1. 在前几章中,我先探讨了合理性的行为,然后又探讨了无利害的行为,而没有预先交代令人头疼的意志自由问题。长期以来的两方面的经验已经表明,探讨这一问题所面临的困难是如此之大,以至我急切地想尽可能把它们缩小到最低程度,并尽可能使我的论题不受它们的干扰。我觉得,我们没有任何心理学的证据把无利害的行为等同于“自由的”行为或“合理的”行为;另一方面,给合理行为和自由行为下定义也至少是误入歧途,并且倾向于模糊关于自由意志的争论所提出的真正问题。在上一章中,我一直试图说明,完全无利害的行为,即不考虑我们的可预见的快乐余额的行为,不仅存在于我们的最慎思的、最具自我意识的意志体验中,而且存在于我们的最本能的意志体验中。按照我的设想,无论人的行为的合理性可能在多大程度上是由优先于或外在于他自己的意志的原因决定的,合理的行为都仍然是合理的。所以,合理地行动的观念,按照我在第三章中的解释,并不像一般自由主义者在反对决定论者时强调的那样,与“自由地”行动的概念有密切关系。

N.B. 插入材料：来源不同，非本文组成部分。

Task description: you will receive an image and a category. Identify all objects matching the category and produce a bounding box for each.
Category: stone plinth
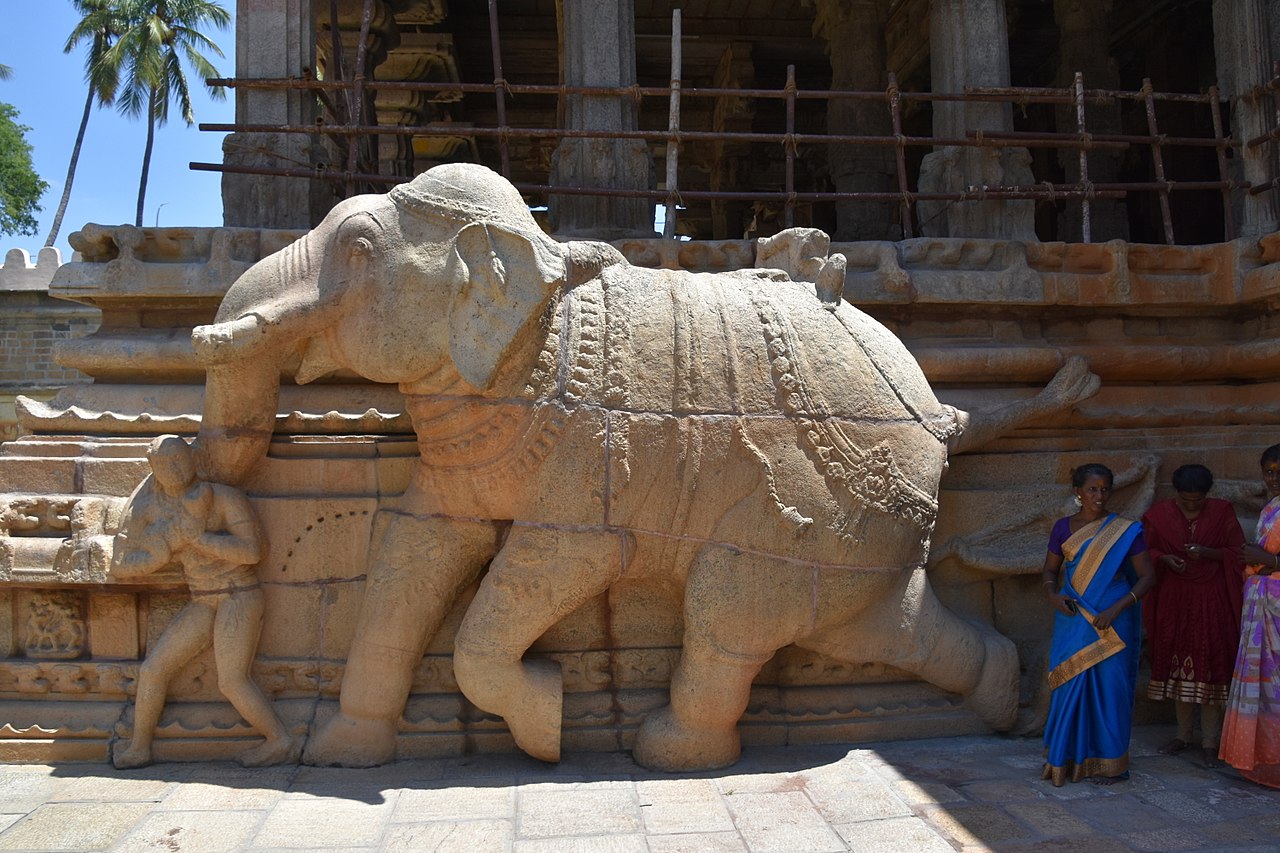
[4,216,1278,763]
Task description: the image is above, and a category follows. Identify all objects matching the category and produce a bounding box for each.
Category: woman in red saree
[1220,444,1280,787]
[1142,464,1245,766]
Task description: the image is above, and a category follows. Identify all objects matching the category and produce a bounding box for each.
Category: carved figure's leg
[210,588,300,766]
[802,566,1018,731]
[453,525,626,762]
[303,510,497,767]
[113,600,217,769]
[633,546,808,772]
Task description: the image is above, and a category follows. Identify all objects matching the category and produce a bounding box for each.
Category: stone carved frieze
[1,494,130,582]
[4,198,1276,767]
[182,163,1100,773]
[23,592,85,660]
[107,436,299,769]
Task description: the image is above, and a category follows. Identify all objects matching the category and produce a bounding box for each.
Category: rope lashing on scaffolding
[628,84,644,108]
[1081,180,1096,201]
[1039,181,1058,204]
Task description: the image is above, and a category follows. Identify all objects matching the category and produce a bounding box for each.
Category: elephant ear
[450,222,566,391]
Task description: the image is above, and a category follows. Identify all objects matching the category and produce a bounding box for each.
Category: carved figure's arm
[187,486,264,567]
[109,531,172,577]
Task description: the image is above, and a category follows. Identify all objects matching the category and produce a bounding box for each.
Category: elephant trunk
[195,359,284,486]
[193,236,330,485]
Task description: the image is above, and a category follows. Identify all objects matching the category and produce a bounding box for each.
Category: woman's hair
[1262,444,1280,467]
[1171,464,1213,494]
[1071,463,1114,488]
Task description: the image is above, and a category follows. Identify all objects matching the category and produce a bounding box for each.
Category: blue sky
[0,3,235,261]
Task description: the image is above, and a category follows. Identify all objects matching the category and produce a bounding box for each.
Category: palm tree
[0,64,12,79]
[44,0,126,247]
[108,0,229,226]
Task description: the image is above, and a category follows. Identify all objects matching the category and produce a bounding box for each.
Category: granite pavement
[1,724,1277,852]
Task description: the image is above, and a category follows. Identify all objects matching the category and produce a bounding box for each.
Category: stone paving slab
[0,725,1277,851]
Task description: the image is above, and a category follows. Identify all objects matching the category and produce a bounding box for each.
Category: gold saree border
[1065,516,1134,599]
[1047,602,1126,689]
[1041,754,1130,786]
[1060,517,1105,564]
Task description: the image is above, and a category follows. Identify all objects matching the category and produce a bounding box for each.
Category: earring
[1073,495,1083,508]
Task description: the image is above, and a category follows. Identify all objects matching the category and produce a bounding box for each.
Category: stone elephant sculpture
[191,163,1100,771]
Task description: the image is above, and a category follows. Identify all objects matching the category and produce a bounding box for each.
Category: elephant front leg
[452,525,628,763]
[303,511,497,767]
[633,546,809,772]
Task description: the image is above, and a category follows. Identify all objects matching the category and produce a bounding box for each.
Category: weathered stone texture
[0,174,1276,768]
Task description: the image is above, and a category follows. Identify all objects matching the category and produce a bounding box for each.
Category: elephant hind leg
[633,546,809,772]
[452,525,627,763]
[803,567,1018,732]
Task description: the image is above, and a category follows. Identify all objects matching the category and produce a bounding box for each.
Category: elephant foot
[112,740,153,770]
[502,659,563,763]
[966,630,1019,732]
[632,705,741,772]
[237,734,303,768]
[302,712,396,767]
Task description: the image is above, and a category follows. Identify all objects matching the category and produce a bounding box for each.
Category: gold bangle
[1129,591,1139,605]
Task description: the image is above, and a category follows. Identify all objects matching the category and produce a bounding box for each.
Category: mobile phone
[1064,599,1079,615]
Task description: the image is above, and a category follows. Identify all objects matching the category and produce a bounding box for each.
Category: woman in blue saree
[1041,463,1155,786]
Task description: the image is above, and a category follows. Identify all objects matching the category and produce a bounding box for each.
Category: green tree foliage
[105,0,229,226]
[0,102,50,237]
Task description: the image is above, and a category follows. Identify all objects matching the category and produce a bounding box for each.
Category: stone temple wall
[0,248,99,444]
[0,224,1275,762]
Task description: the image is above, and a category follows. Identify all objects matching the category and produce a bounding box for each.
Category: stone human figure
[109,435,298,768]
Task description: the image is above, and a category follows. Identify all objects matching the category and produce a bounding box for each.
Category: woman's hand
[1241,543,1279,572]
[1159,553,1187,573]
[1184,544,1221,562]
[1093,603,1123,630]
[1047,591,1077,616]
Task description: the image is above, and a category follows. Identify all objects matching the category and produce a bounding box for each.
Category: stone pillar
[708,43,755,239]
[549,0,654,239]
[1053,0,1128,242]
[814,0,898,241]
[1213,0,1280,238]
[917,0,1036,240]
[373,33,460,178]
[318,0,399,187]
[1271,0,1280,64]
[222,0,329,228]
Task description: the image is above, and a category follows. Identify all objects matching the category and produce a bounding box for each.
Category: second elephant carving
[191,163,1100,771]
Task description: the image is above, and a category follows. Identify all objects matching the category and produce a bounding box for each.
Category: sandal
[1158,738,1191,755]
[1203,747,1222,768]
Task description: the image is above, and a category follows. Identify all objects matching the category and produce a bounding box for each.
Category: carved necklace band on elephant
[746,290,940,537]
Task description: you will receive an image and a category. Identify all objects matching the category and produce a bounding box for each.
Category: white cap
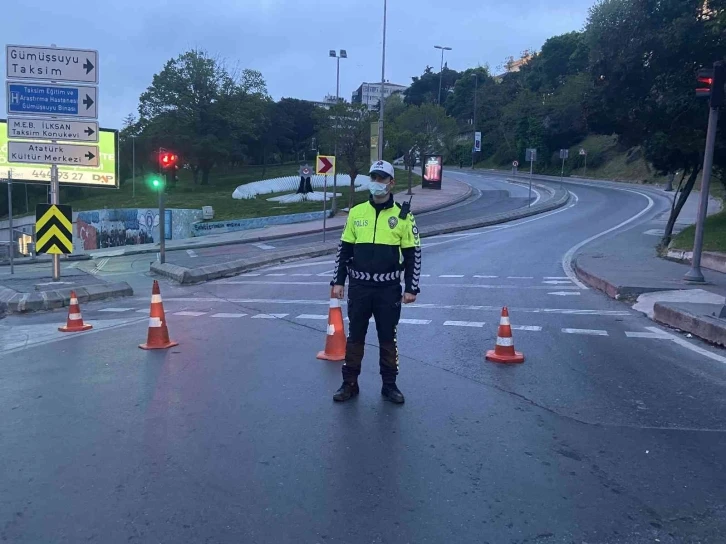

我所以说“一般自由主义者”,是因为在康德的追随者关于自由与合理性的联系的论述中,似乎混淆了自由这一术语的两种意义,这两种意义是在任何关于自由意志的讨论中都需要仔细地区分清楚的。当康德的 【58】 一个追随者说人“就其按理性的指导而行动而言是一自由的主体” 时,这一论述很容易赢得普通读者的赞同。因为,诚如休厄尔所说,我们通常都“认为我们自己是我们的理性而不是我们的欲望和情感。我们说欲望、爱、愤怒驾驭着 我们 ,或者, 我们自己 控制着它们。如果我们决定宁取某种遥远而抽象的善而舍弃直接的快乐,或者决定按照一个给我带来了目前痛苦的规则去做(这一决定意味着理性起了作用),我们就更加把这些行为看作我们 自己的 行为。” 所以,在用法上我并不反对用“自由的”指称成功地抵制了欲望或情欲的诱惑的意愿行为。而且,我还充分意识到把对自由的强烈情感与理性、道德联系起来的道德说服活动在效果上的优点。但是,如果我们说就一个人是在合理地行动而言,他是一个“自由的”主体,那么当他在不合理地行动时,我们显然不能在同一意义上说他是根据自己的“自由的”选择而不合理地行动的。一般自由主义者想坚持的正是这后一命题。由于他们认为在自由与道德责任之间存在联系,他们一直强调表明道德主体的“自由”的根本重要性。而且,与责任这样地联系着的自由显然不是仅仅表现或实现于合理行为中的自由,而是在正当与错误之间进行选择的自由,这种自由既表现或实现于对正当的选择中,也同样表现或实现于对错误的选择之中。例如,基督教的“故意的罪孽”的意识之中就隐含了“人们的确审慎地、有意地选择不合理的行为”的意思。一般自由主义者们不 【59】 仅宁取自我利益而舍弃义务(这种选择宁可说是同合理性要求相冲突,而不是同明显的不合理性相冲突),而且(例如)宁取感官享乐而舍弃健康;宁取复仇而舍弃名望,等等,虽然他们知道这种选择不仅违反他的义务,也违反他们的真正利益。 所以,把理性与情欲之间的冲突在意识中再现为“我们自己”与一种自然力量的冲突,并不真正符合我们的整个经验。如果我们愿意,我们可以说:当我屈服于情欲时,我们成了我们的欲望和爱好的奴隶,但是我们必须同时承认我们的奴役是自己选择的。那么,我们能在不仅假定故意的做恶者的意志前因(内在的与外在的)与我们的不同,而且假定这些前因未曾改变过,因而他可能是做了正确的选择的意义上,说他对恶的选择是“自由的”吗?我认为,这一点是关于自由意志的争论所提出的实质性问题;由于人们普遍认为它是伦理学的至关重要的问题,我现在打算简略地考察这一问题。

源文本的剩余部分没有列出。